Ce protocole démontre une méthode améliorée pour l’obtention de cellules épithéliales dentaires humaines. Il est difficile d’identifier la pastille de cellule agrégée pendant les procédures. Soyez prudent lorsque vous manipulez un surnageant pour éviter la perte de populations de cellules.

Pour commencer, récoltez les follicules dentaires lors de l’extraction chirurgicale des troisièmes molaires touchées. Commencez les procédures d’isolement cellulaire ou stockez les follicules dentaires à quatre degrés Celsius dans le DPBS avec 3% de pénicilline-streptomycine. Pour laver les follicules dentaires, tenez le follicule dentaire avec une pince à épiler et placez-le dans le tube de lavage 1.

Secouez-le doucement 10 à 15 fois. Sortez-le et placez-le dans le tube 2. Encore une fois, secouez-le 10 à 15 fois.

Enfin, sortez-le et placez-le dans le tube 3, puis secouez-le. Après avoir lavé trois fois, placez le follicule dentaire dans un plat de culture de 60 millimètres. Hachez le tissu avec des ciseaux à tissu jusqu’à ce que le follicule dentaire ait un aspect pulpeux ou squishy.

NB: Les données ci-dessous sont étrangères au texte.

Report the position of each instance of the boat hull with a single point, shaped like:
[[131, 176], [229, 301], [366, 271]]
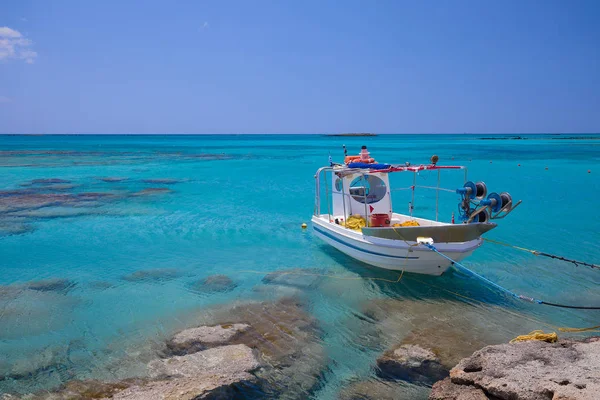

Utilisez une petite section latérale du plat de culture pour minimiser la perte de tissu. Mélanger un millilitre de collagénase de type 1 et une solution de protéase dans un tube conique de 15 millilitres. Transférer le tissu haché dans le tube conique de 15 millilitres, puis le secouer doucement et l’incuber pendant une heure à 37 degrés Celsius.

Ajouter cinq millilitres de 0,05 % de trypsine-EDTA au tube. Agitez-le et incubez pendant 15 minutes à 37 degrés Celsius. Préparer un milieu kératinocyte contenant un milieu sans sérum kératinocyte et 10% de sérum bovin fœtal.

Ajouter trois millilitres de milieu kératinocytes dans un nouveau tube conique de 50 millilitres. Placez une passoire de 40 micromètres sur le dessus de ce tube. Ensuite, aspirez le surnageant du tube contenant le tissu avec une pipette sérologique de 10 millilitres et passez-le à travers la passoire.

Transférer la suspension collectée dans un tube conique de 15 millilitres. Centrifugez le tube et retirez le surnageant. Ajoutez ensuite trois millilitres de milieu sans sérum kératinocyte.

Centrifuger pendant encore trois minutes et retirer le surnageant. Plaquer la population unicellulaire dans une boîte de culture de 60 millimètres en utilisant le milieu sans sérum kératinocyte. Maintenir le plat de culture avec un volume final de cinq millilitres dans une atmosphère humidifiée de 5% de dioxyde de carbone à 37 degrés Celsius.

Les cellules à morphologie épithéliale sont apparues dans les sept à 10 jours suivant le placage des populations unicellulaires. Le nombre de cellules épithéliales en forme de pavé variait de un à 10 au moment de l’émergence et les cellules se sont étendues en colonies au fil du temps. L’étape la plus cruciale consiste à réduire le follicule dentaire en petites particules.

Il améliore la séparation des cellules individuelles du tissu folliculaire. Les cellules mésenchymateuses peuvent être isolées du follicule dentaire humain. L’environnement de culture contenant du sérum sélectionne les cellules mésenchymateuses et inhibe la croissance épithéliale des populations unicellulaires.

Ce protocole fournit la méthode d’obtention des cellules épithéliales dentaires humaines. Les cellules épithéliales dérivées du follicule dentaire peuvent être utilisées pour l’étude des interactions épithéliales-mésenchymateuses dentaires.